Libby Larsen (Photo by Ann Marsden)

Libby Larsen is a rarity in the music world-a living, woman composer. A graduate of the University of Minnesota (undergraduate, master’s and Ph.D. programs), Larsen has created more than 500 compositions, from individual vocal pieces to chamber music to full orchestral works, plus more than 15 operas. She co-founded the Minnesota Composers Forum, now known as the American Composer’s Forum, in 1973. She is the first woman to serve as a resident composer with a major orchestra (the Minnesota Orchestra), and is a professional composer as well as an advocate for music and musicians. 

Larsen spoke with the Minnesota Women’s Press about storytelling through composition, advocating for women in music and the importance of music. 

Minnesota Women’s Press: You were the first woman to serve as a resident composer with a major orchestra.

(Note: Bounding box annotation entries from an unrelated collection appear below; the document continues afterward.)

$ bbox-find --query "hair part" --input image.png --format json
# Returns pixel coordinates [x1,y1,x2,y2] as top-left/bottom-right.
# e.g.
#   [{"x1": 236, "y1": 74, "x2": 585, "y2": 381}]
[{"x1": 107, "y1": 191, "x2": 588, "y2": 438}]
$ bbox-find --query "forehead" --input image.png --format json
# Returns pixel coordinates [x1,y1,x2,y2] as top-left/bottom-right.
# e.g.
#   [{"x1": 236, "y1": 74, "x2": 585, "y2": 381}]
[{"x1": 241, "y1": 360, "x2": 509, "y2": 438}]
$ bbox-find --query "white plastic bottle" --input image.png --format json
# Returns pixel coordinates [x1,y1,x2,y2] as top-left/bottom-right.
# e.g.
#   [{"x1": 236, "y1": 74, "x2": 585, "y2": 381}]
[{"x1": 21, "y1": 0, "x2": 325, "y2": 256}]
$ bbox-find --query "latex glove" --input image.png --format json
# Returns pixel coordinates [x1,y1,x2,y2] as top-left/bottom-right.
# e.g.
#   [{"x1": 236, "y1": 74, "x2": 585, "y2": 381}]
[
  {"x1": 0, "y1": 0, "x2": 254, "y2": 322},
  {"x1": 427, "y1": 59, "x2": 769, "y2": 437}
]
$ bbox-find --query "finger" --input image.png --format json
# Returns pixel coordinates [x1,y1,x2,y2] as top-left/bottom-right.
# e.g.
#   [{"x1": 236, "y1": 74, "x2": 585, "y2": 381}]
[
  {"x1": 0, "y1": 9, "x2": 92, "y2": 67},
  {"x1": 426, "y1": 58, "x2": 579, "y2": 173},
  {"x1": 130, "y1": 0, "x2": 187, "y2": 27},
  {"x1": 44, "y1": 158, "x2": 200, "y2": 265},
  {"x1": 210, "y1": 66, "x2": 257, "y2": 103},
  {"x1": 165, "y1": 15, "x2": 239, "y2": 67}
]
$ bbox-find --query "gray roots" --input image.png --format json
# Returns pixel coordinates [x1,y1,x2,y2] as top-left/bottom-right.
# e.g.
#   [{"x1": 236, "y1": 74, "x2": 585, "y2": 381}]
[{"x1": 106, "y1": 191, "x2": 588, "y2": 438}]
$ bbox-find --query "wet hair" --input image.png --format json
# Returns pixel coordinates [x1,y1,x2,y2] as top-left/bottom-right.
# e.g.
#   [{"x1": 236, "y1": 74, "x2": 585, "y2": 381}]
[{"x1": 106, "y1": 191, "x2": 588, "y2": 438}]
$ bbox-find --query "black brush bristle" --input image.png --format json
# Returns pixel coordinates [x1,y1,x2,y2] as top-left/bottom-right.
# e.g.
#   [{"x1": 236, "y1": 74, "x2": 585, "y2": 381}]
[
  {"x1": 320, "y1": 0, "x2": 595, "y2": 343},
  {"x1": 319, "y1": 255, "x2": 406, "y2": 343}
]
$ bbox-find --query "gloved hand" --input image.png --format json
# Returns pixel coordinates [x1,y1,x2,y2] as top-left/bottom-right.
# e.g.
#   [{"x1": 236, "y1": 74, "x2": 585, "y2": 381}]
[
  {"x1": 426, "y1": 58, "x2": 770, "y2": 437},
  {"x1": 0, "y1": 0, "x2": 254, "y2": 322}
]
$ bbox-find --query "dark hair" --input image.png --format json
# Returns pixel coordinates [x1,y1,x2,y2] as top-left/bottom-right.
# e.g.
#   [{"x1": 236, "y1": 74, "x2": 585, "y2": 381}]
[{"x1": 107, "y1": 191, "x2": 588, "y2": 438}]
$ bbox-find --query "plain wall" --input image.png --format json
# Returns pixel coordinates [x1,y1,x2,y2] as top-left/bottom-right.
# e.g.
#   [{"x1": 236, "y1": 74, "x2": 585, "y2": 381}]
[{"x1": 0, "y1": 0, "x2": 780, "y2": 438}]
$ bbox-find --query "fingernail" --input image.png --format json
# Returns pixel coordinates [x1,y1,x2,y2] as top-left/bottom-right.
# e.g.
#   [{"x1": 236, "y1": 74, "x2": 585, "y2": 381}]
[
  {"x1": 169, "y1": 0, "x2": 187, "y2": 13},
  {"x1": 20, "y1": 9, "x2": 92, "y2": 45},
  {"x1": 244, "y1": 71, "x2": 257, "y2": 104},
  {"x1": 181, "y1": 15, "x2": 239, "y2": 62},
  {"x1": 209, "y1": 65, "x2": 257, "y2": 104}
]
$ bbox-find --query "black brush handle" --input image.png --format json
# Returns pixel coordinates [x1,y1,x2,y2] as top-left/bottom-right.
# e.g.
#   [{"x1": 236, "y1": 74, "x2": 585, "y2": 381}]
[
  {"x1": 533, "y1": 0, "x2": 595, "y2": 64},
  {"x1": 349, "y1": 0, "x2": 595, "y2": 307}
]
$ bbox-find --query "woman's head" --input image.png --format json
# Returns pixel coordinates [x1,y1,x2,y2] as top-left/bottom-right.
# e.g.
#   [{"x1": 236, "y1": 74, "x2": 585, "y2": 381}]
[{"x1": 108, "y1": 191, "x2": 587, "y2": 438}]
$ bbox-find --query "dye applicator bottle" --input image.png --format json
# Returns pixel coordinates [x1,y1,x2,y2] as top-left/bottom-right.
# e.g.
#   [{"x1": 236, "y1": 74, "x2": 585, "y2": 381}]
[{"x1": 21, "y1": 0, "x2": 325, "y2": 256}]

What was the significance of that to you?
Libby Larsen: That Meet the Composer orchestral residency program was designed to place composers in orchestras, major orchestras, so that composers who actually are alive can become part of the orchestral world, the orchestral repertoire. When that program was launched, I felt that it was really important, really essential, that this program include women. 

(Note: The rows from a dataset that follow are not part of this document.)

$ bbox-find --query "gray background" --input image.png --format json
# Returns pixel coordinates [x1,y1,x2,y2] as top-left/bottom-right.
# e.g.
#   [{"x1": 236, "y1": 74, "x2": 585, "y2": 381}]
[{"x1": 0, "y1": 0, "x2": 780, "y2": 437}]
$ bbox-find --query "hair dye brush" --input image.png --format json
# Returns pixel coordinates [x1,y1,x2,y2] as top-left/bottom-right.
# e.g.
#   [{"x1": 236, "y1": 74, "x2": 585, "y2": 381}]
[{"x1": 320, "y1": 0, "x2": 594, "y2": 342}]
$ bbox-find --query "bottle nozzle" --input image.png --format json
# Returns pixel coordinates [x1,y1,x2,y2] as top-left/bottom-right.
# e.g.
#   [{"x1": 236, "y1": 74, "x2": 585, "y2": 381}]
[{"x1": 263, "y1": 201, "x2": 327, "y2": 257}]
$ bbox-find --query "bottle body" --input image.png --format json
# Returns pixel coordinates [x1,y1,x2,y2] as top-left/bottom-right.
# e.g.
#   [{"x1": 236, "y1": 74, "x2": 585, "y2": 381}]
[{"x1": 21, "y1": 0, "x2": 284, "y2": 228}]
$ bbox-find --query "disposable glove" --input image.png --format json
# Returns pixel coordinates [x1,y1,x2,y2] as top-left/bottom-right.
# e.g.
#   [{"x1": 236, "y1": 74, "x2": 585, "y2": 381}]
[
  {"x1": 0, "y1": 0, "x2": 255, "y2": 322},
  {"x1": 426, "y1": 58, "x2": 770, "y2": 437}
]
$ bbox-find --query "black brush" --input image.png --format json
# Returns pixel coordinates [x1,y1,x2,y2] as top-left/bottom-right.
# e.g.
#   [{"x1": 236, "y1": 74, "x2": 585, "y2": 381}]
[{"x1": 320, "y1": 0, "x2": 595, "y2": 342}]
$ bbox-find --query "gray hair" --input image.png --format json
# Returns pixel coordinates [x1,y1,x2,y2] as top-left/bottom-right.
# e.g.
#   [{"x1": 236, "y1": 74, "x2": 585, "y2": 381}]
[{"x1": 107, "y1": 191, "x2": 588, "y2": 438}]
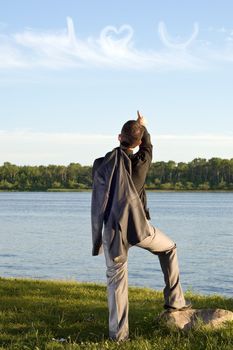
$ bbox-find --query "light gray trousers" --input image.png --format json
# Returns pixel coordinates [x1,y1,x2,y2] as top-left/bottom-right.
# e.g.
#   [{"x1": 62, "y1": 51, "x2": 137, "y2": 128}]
[{"x1": 103, "y1": 226, "x2": 185, "y2": 340}]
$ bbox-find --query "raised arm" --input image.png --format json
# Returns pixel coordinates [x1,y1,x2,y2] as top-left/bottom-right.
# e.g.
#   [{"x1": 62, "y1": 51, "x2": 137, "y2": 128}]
[{"x1": 137, "y1": 111, "x2": 153, "y2": 162}]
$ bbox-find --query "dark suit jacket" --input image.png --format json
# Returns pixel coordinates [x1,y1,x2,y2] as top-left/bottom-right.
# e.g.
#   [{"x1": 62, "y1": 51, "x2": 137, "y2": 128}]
[{"x1": 91, "y1": 147, "x2": 150, "y2": 259}]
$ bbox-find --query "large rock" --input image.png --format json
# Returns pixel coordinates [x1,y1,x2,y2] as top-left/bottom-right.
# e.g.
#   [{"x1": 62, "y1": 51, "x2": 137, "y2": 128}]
[{"x1": 160, "y1": 309, "x2": 233, "y2": 330}]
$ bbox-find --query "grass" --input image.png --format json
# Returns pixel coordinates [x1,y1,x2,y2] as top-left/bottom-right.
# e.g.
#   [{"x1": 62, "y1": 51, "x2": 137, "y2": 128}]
[{"x1": 0, "y1": 278, "x2": 233, "y2": 350}]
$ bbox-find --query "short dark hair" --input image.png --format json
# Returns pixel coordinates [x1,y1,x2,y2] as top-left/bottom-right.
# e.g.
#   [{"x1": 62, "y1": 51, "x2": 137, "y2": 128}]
[{"x1": 121, "y1": 120, "x2": 144, "y2": 147}]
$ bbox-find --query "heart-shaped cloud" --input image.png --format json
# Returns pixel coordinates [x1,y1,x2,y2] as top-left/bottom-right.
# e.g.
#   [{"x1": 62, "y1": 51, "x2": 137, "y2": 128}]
[{"x1": 100, "y1": 24, "x2": 133, "y2": 49}]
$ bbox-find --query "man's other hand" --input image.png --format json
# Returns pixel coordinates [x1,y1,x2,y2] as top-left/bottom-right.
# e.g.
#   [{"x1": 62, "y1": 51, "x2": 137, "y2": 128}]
[{"x1": 137, "y1": 111, "x2": 146, "y2": 126}]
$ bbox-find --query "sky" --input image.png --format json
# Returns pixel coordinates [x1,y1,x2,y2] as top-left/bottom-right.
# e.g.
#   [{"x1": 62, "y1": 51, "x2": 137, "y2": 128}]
[{"x1": 0, "y1": 0, "x2": 233, "y2": 165}]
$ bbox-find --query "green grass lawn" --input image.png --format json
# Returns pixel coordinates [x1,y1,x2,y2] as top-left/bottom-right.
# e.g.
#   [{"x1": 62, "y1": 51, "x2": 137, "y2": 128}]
[{"x1": 0, "y1": 278, "x2": 233, "y2": 350}]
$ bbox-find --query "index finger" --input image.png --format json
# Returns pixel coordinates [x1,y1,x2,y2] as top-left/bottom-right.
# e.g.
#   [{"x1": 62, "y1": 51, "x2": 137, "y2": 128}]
[{"x1": 137, "y1": 111, "x2": 141, "y2": 118}]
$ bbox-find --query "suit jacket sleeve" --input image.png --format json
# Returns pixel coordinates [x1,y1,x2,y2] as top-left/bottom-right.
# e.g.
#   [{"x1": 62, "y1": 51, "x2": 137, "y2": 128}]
[{"x1": 91, "y1": 158, "x2": 106, "y2": 255}]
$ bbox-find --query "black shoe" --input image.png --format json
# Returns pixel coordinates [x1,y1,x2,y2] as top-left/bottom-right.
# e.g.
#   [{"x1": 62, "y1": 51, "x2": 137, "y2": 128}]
[{"x1": 164, "y1": 302, "x2": 192, "y2": 312}]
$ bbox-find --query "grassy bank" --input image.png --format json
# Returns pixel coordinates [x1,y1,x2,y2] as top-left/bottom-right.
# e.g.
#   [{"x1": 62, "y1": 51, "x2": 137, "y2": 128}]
[{"x1": 0, "y1": 278, "x2": 233, "y2": 350}]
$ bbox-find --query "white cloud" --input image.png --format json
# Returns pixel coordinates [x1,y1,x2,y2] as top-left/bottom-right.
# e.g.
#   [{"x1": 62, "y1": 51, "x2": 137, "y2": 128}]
[
  {"x1": 0, "y1": 17, "x2": 212, "y2": 70},
  {"x1": 159, "y1": 22, "x2": 199, "y2": 50},
  {"x1": 0, "y1": 130, "x2": 233, "y2": 165},
  {"x1": 0, "y1": 17, "x2": 233, "y2": 71}
]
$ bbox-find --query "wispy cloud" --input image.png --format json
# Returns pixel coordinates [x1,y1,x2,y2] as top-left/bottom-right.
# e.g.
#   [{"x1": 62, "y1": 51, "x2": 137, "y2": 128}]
[
  {"x1": 0, "y1": 17, "x2": 233, "y2": 71},
  {"x1": 0, "y1": 130, "x2": 233, "y2": 165}
]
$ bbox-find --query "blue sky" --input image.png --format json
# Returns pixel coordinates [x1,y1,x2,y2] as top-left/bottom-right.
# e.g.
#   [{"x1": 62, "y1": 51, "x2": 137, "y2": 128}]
[{"x1": 0, "y1": 0, "x2": 233, "y2": 165}]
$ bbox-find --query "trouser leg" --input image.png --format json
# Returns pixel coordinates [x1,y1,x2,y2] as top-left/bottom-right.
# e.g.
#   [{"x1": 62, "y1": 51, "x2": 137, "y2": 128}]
[
  {"x1": 137, "y1": 226, "x2": 185, "y2": 308},
  {"x1": 103, "y1": 240, "x2": 129, "y2": 340}
]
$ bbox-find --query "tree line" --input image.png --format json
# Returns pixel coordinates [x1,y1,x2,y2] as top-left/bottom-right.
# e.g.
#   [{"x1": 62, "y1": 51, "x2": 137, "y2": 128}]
[{"x1": 0, "y1": 158, "x2": 233, "y2": 191}]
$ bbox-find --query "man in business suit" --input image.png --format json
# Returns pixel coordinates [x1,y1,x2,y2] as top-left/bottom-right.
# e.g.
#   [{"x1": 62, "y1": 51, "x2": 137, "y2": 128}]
[{"x1": 92, "y1": 112, "x2": 190, "y2": 341}]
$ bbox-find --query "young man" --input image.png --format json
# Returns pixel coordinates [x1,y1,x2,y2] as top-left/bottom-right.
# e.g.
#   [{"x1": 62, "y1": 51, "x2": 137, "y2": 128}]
[{"x1": 92, "y1": 112, "x2": 190, "y2": 341}]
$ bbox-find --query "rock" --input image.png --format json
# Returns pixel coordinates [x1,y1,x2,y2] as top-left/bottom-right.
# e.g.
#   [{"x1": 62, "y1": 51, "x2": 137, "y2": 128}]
[{"x1": 160, "y1": 309, "x2": 233, "y2": 330}]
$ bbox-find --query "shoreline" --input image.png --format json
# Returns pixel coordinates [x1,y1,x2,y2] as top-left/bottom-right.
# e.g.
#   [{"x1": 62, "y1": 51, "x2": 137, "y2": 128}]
[{"x1": 0, "y1": 188, "x2": 233, "y2": 193}]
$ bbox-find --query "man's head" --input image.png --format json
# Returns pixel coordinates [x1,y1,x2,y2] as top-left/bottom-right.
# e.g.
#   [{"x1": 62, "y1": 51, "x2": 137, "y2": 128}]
[{"x1": 118, "y1": 120, "x2": 143, "y2": 148}]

This was in the early 1980s. The question in my mind was, if there’s a national program that’s being launched and all of the composers who are part of the first round of composers in residence are male, white male, then we’ve missed an opportunity to learn and change. So it wasn’t really so important that I was the composer in residence; it was important that a female be part of that first round. Otherwise, we would run the risk of maintaining a heavily gender-biased art form for another 50 years. 

MWP: Who has inspired you?
LL: I tend to like the free spirits. In the classical world, I really like Hector Berlioz, who was writing in the early 1800s; he was writing music that nobody else was writing. In our century, Lou Harrison … John Cage … James Brown … Big Mama Thornton … Rufus Thomas, who is extraordinarily important in American music … Chuck Berry. Musicians who had something to say, were really alive and just blazed their own path. 

MWP: You’ve also been described as a leader, a changemaker for women’s careers in music and a champion of the music and musicians of our time. Do you agree?
LL: In retrospect, I do agree with it, and it makes me feel very proud-because I am not setting out to change the world. And I’m saying that in the present tense, because with every piece I write I’m setting out what it’s like to be alive right now. I was about 20 years into my professional life when I began to understand that one way to make a change for women-and this was a conscious thought-was just to consistently put out at a professional level, whatever that is … just be consistently public. At a college I was visiting around that time, someone asked, “Are you a path blazer?” and I was fumbling around trying to answer, and a young woman in the audience said, “No, no, it’s not a path, it’s a boulevard.” And I thought, wow … that’s fabulous. 

MWP: How do you think the world of music is changing?
LL: The definition of a composer is changing, away from the European dead white guy who’s a marble bust on your piano to the fact that each one of us, each person, has the capacity for expressing themselves through making music that is their own music. You now can compose on your iPhone. You don’t have to learn to play a cello for 20 years and pass through all kinds of rigorous tests to be considered an expert and therefore a composer. We have the capacity to put our material out in public and receive feedback for it in ways that haven’t been possible. That changes the whole discussion of what is good, what is terrible, what is better-and does it matter? 

MWP: What kinds of stories are you telling in your compositions?
LL: It’s not really stories, per se; it’s more like essays or memoirs of energy and emotion and tempo. 

For instance, I’m really interested in the whole idea of ridge running. If you look it up, it says it’s a hillbilly term and it’s used for moonshiners. But the way I interpret it is that there are a lot of us alive today who, in an abstract way, are ridge runners. In other words, we’re trying to survive; our survival depends on our wit. If you’ve been laid off [from] your job for five years and you can’t find a job, you become a ridge runner, meaning that you have to make your life up … in order to put food on the table or whatever. You have to make up your life in a way that is much more improvisational than it would be if you had a steady job. 

So the story I’m telling is not of an Appalachian moonshiner. The stories I tell in my music are stories of energy and emotion as I observe it culturally. Kind of cultural anthropology.

MWP: Why does music matter?
LL: There isn’t a culture ever discovered that hasn’t expressed itself, in some way, musically. Music is an essential part of the human condition. So why does it matter? It matters as much as breathing matters. Or drinking water matters. It is an essential mode of communication-internal communication and external communication. 

MWP: What would you like your musical legacy to be?
LL: I hope that the music I’ve created in this short span has given whoever has come in contact with it a heightened sense of who they are. If they hate the music, that’s fine; if they love the music, that’s fine. If they perform the music, that’s fine. But [I’d like to give people] a heightened sense of their own time here on earth.